Empirical evidence is being found on the impact of an innovative professional development (PD) model on teacher development and student learning, based on “supported teacher collaborative inquiry.” The effect of administrative and other contextual supports and constraints will explicitly connect findings to participant settings. The sustainability of the model is being assessed for an additional two years after the completion of the targeted PD project.

Context: Professional Development Model

Partnership for Reform in Secondary Science and Mathematics (PRiSSM) began in Summer 2004 with 45 Lead Teachers from 22 schools across 6 districts. Mathematics and science teachers from related middle and high schools were supported in forming cross-district, cross-disciplinary professional learning communities (PLCs). The PLCs first began to develop a common vision of high quality teaching and learning, then collaboratively developed and pursued an inquiry question focused on instructional practice. The inquiry continued through the academic year, with logistical and intellectual support provided by a facilitator. In 2005-06, 100 “Expanded Team” teachers joined PRiSSM to establish school-based PLCs, led by the Lead Teachers, and again supported by PRiSSM facilitators. The majority of these teacher groups conducted collaborative inquiry for the final two years of the project.

The Research Project: Overview

A situated, sociocultural perspective on teacher learning (Lave, 1991; Rogoff, 1998) serves as a framework for this research on the relationships between the facilitation and work of a professional learning community, teaching practices, the school and district contexts (i.e., systemic affordances), and student learning.
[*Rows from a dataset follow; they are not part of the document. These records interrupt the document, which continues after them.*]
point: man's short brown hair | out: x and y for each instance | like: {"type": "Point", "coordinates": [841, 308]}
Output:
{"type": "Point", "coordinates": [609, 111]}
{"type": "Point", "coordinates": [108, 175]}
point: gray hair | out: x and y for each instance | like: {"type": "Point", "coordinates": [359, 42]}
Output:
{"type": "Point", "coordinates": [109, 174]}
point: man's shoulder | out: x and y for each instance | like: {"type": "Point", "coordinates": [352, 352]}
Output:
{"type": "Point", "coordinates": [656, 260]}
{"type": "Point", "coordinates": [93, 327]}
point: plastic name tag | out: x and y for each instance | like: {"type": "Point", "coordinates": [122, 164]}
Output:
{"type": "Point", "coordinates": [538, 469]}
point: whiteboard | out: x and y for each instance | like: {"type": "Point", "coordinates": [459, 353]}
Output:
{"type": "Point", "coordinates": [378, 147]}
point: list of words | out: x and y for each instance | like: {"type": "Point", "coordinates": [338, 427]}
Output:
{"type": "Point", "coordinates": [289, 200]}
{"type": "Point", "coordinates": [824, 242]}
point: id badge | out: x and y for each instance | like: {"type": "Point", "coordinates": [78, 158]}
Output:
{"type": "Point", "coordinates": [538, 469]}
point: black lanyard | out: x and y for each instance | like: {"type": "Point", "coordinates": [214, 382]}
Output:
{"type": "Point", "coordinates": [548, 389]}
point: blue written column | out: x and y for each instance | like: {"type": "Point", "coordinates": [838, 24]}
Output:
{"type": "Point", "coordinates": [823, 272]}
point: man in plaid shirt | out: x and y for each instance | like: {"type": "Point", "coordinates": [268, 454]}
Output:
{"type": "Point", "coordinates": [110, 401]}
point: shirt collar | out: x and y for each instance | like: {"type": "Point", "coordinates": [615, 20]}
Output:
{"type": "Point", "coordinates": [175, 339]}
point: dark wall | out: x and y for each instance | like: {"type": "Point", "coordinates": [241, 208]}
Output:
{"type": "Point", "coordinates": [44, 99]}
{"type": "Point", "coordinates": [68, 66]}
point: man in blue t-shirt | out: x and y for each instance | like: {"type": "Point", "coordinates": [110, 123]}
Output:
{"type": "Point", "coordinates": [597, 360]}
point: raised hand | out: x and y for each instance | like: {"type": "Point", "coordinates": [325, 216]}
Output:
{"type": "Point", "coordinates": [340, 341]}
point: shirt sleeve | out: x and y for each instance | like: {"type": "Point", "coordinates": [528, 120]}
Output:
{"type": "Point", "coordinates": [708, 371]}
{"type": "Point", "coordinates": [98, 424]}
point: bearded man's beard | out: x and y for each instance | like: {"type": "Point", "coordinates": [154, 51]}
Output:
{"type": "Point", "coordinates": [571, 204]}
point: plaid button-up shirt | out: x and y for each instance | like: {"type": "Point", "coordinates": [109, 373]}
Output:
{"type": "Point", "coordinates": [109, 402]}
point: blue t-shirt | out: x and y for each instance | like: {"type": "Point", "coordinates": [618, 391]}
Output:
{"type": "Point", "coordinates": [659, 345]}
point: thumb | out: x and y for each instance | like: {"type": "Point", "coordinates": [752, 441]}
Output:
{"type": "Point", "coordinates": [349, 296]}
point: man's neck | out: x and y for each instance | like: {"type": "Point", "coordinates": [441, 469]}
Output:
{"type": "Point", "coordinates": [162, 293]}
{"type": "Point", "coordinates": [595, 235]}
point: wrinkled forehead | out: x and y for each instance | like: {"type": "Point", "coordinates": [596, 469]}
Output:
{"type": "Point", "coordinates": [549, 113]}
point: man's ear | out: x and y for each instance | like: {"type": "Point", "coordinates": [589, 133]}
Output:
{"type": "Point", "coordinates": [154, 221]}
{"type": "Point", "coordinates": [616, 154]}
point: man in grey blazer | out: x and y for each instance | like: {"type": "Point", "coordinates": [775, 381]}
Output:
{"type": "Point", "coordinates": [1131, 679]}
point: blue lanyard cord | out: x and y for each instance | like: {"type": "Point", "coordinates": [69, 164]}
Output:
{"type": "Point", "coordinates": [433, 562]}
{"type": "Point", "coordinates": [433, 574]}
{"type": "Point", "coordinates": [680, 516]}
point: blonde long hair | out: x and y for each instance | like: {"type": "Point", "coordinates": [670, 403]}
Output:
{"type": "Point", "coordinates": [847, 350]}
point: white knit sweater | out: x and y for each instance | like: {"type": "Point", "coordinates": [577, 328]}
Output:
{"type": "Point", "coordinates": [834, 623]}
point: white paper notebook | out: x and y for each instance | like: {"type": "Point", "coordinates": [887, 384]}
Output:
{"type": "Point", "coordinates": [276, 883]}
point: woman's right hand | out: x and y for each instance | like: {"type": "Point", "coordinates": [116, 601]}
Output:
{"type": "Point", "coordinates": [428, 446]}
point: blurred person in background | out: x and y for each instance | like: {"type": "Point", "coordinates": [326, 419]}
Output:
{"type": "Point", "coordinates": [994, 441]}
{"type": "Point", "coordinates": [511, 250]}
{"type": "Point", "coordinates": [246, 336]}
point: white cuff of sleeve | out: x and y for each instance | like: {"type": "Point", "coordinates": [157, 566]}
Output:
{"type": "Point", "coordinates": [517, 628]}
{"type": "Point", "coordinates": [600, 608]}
The project has the following four broad goals which frame the research questions:

    • Analyze the various paths of development of participating teachers, focused on the relationships between the PD activities and the teachers’ beliefs and instructional practices
    • Investigate the secondary impact of the PD activities on student achievement and learning
    • Contextualize these measures in regard to the various school, district, and state based supports and constraints the participating teachers encounter; synthesize findings through an analysis of the relationships between PLC growth, teacher development, student learning, and the situated contexts in which the teacher groups are embodied
    • Study the sustainability of the supported collaborative inquiry model when the external support is removed

The research design will make use of mixed methods (Creswell, 2003) in an effort to effectively capture the depth and breadth of project activity. The multi-tiered nature of the proposed research project suggests the need for empirical data at varying grain sizes. Case studies will be utilized to provide thicker (Geertz, 1973) and more contextualized understandings of processes and outcomes related to the research questions. The critical dimension of analysis in this study is the professional learning community – how the teachers involved are changed by their participation as well as how the PLC work is facilitated (or not) by project, building, and district level personnel and/or structures, and how the PLC work impacts students’ achievement.